Cuando empecé a leer -a leer en serio, se entiende- me dejé deslumbrar por muchos autores, pero hubo uno que supo hablar como nadie de los dos temas que más me atraían en esa candente adolescencia: el amor y el compromiso político. Durante años fue La tregua mi novela favorita, me sabía de memoria docenas de poemas suyos, devoraba sus cuentos y su obra crítica. Creo que por mi segundo de BUP, me escapé una semana a Alicante porque él daba un seminario en la Universidad, y ahí que estuve todos los días sin despegarme de él ni para ir al baño, y no exagero: lo recuerdo instalándose con prisa junto al mingitorio en el que yo me encontraba, sofocado porque los oyentes solían entretenerle mucho después de las conferencias, pero su próstata llevaba muy mal las demoras. Por mediación de mi primo Rafa, una de las personas que más saben de su obra, recibí en casa un ejemplar de La borra del café dedicado de su puño y letra, días antes de que el libro llegara a las librerías. Era una estrella al alcance de la mano, un ídolo cercano y amable.
Tanto abusé de su lectura, que acabé anticipándome a sus trucos. Empecé a detectar sus flaquezas como poeta y prosista. Sus diálogos me cargaban porque todo el mundo, niños o mayores, hablaba con una sola voz, la del autor. También en lo ideológico -sobre todo en el respaldo incondicional al castrismo- empecé a distanciarme. Otros escritores fueron ocupando su pedestal, y así pasaron sus libros a ser un pecado de juventud, como los de Herman Hesse.
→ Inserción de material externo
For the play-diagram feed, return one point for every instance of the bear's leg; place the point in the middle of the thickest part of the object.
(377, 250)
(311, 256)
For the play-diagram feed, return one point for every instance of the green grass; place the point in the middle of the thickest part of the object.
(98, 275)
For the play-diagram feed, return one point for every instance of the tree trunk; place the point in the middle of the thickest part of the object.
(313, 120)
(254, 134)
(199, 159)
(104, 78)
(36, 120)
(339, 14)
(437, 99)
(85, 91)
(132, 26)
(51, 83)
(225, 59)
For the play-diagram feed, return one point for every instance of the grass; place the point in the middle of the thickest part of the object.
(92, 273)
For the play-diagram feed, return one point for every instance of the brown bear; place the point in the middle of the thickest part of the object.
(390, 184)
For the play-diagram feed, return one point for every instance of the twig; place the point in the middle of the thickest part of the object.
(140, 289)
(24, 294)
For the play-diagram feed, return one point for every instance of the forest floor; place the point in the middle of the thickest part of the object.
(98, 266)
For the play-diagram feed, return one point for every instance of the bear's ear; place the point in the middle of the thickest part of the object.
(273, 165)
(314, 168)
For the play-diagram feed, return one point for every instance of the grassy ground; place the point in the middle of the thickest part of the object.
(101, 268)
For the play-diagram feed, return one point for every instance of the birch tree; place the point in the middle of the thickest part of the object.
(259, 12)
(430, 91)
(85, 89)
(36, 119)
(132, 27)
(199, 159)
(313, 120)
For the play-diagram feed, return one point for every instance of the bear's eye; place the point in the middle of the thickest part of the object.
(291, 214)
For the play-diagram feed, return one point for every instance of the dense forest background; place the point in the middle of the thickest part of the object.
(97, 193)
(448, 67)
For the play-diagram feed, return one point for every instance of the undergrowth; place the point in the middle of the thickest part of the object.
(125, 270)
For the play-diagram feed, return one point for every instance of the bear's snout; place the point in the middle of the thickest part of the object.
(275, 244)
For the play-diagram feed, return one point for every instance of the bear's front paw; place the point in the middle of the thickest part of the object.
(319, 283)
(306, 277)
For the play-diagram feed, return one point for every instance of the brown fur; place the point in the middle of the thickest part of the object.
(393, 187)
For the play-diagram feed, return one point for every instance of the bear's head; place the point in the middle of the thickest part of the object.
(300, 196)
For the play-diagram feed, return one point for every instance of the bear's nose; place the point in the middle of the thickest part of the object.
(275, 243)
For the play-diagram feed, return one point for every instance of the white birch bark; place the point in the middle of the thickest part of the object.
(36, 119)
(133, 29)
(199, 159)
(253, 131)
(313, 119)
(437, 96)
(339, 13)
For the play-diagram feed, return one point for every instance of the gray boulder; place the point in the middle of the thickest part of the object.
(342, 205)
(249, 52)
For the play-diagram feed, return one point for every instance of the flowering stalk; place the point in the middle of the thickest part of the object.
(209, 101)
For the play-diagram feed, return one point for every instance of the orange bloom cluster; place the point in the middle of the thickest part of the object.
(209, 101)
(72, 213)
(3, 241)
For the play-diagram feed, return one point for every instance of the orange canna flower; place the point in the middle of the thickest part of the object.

Seguí leyéndole, sin embargo, guiado más por un raro sentido de la fidelidad que por el verdadero placer. Si alguien lo criticaba a mi alrededor, salía en su defensa; pero si lo elogiaban en exceso, yo oponía todas las reservas del mundo. Se repitió demasiado, sí, a menudo se pasaba con el edulcorante, puede, demasiado dogmático, quizás. Pero Montevideo -salvo ese muelle, tan gaditano- me pareció una ciudad escrita por él, y toda la gente que conocí allí parecían personajes suyos, ¿qué escritor puede presumir de tanto?
Ahora Benedetti, muy viejito, casi sin voz, acaba de publicar un nuevo libro, Vivir adrede. Sus textos adolecen de las mismas cosas de siempre, pero el conjunto es bonito, lúcido y coherente. Así se lo conté hace unos días a un amigo. "Te ciega la nostalgia", me replicó en tono acusador. Puede ser cierto. Pero en todo caso será una nostalgia benedittiana a tope, una inconsolable nostalgia del futuro.